CASE systems are often used for method support
● Upper-CASE
• Tools to support the early process activities of requirements and
design
● Lower-CASE
• Tools to support later activities such as programming,
debugging and testing

Slide 24
What are the costs of software engineering?
● Roughly 60% of costs are development costs,
40% are testing costs. For custom software,
evolution costs often exceed development costs
● Costs vary depending on
• the type of system being developed and
• the requirements of system attributes such as performance and
system reliability
● Distribution of costs depends on the development
model that is used

Slide 25
What are the key challenges facing
software engineering?
● Coping with legacy (old) systems, coping with
increasing diversity (variety) and coping with
demands for reduced delivery times
● Legacy systems
• Old, valuable systems must be maintained and updated
● Heterogeneity
• Systems are distributed and include a mix of hardware and software
● Delivery
• There is increasing pressure for faster delivery of software

Slide 26
Professional and Ethical Responsibility
● Software engineering involves wider
responsibilities than simply the application of
technical skills.
● Software engineers must behave in an honest and
ethically (moral, principled) responsible way if
they are to be respected as professionals.

Slide 27
Issues of professional responsibility
● Confidentiality
• Engineers should normally respect the confidentiality (privacy)
of their employers or clients irrespective of whether or not a
formal confidentiality agreement has been signed.
● Competence
• Engineers should not misrepresent their level of competence
(capability).

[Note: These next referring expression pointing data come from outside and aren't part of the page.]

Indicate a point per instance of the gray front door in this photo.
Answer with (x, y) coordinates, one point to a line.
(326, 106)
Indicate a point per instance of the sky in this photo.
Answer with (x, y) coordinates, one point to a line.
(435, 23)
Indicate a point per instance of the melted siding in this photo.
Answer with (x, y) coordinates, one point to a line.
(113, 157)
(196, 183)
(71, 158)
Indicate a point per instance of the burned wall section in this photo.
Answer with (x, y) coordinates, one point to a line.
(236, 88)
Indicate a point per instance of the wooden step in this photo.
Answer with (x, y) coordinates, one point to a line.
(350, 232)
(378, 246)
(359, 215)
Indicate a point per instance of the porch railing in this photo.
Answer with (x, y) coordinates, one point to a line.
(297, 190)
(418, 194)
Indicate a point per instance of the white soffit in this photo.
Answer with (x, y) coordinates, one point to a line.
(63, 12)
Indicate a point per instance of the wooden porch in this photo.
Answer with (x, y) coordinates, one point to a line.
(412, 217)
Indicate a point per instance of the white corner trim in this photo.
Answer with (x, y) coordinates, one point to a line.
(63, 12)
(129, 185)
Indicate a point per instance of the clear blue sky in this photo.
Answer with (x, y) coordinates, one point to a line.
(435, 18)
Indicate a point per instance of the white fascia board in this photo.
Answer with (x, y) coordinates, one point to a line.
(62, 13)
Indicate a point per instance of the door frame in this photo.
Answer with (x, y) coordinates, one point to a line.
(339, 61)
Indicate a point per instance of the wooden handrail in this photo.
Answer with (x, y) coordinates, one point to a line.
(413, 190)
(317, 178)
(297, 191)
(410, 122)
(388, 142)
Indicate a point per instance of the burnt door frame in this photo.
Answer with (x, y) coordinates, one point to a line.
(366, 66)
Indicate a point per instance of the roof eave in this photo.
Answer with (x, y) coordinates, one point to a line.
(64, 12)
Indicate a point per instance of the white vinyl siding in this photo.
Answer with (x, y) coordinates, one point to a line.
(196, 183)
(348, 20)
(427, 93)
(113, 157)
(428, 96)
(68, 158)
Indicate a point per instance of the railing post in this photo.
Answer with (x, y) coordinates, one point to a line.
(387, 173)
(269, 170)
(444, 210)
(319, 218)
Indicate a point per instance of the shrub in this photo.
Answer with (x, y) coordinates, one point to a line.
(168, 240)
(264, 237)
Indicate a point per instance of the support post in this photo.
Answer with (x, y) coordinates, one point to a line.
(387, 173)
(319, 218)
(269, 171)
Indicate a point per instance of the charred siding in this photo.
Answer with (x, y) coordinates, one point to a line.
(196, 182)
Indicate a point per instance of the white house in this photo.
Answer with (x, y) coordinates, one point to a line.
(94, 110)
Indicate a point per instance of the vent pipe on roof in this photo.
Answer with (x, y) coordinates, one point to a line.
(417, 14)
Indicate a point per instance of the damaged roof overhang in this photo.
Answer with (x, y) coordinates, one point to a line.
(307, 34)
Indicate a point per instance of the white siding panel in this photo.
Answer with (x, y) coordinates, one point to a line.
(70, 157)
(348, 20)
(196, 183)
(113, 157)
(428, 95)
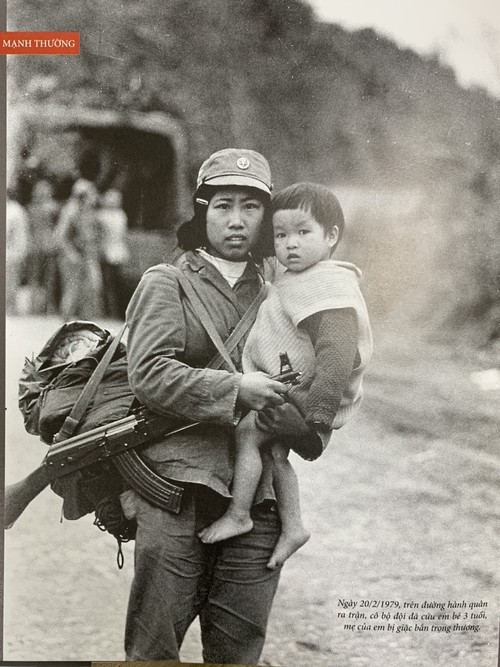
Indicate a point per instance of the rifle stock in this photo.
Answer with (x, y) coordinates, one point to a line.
(116, 439)
(80, 451)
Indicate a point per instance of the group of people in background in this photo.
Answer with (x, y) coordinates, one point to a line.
(66, 259)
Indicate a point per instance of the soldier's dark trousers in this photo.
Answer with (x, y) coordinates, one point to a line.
(178, 578)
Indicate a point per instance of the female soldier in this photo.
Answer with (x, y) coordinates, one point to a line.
(177, 577)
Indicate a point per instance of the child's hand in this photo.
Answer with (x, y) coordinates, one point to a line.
(282, 420)
(258, 391)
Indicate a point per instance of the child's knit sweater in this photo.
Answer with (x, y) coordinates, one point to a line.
(293, 298)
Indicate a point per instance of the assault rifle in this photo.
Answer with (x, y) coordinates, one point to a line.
(117, 440)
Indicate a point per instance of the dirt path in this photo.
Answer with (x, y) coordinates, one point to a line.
(401, 507)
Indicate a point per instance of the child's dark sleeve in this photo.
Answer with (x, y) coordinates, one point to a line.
(334, 337)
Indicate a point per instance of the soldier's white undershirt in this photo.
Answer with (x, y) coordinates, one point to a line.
(231, 271)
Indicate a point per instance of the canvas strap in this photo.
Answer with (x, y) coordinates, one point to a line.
(77, 413)
(74, 418)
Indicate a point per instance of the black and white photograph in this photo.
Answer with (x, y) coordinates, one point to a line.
(252, 332)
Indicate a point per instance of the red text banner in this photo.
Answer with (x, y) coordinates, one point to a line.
(40, 43)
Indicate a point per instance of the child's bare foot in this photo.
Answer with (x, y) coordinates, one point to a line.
(287, 544)
(227, 526)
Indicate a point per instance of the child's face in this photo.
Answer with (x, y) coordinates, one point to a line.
(299, 240)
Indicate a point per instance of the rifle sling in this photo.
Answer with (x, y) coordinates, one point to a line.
(155, 489)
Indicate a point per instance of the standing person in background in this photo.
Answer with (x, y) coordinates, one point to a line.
(43, 212)
(17, 244)
(114, 251)
(78, 244)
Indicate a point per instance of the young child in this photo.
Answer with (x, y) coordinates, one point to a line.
(316, 313)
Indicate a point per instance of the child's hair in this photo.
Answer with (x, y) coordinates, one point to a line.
(318, 199)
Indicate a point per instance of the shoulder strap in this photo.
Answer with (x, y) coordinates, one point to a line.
(241, 328)
(82, 402)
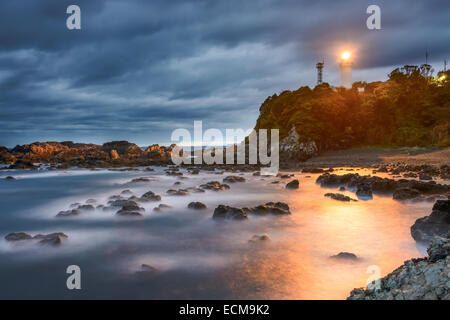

They should not knowingly accept work which is
outside their competence.

Slide 28
Issues of professional responsibility
● Intellectual property rights
• Engineers should be aware of local laws governing the use of
intellectual (scholar) property such as patents (exclusive rights),
copyright, etc. They should be careful to ensure that the
intellectual property of employers and clients is protected.
● Computer misuse
• Software engineers should not use their technical skills to
misuse other people’s computers. Computer misuse ranges
from relatively trivial (game playing on an employer’s machine,
say) to extremely serious (dissemination (distribution) of
viruses).

Slide 29
Ethical dilemmas
● Disagreement in principle with the policies of
senior management
● Your employer acts in an unethical way and
releases a safety-critical system without finishing
the testing of the system
● Participation in the development of military
weapons systems or nuclear systems and leaking
out confidential information to the others.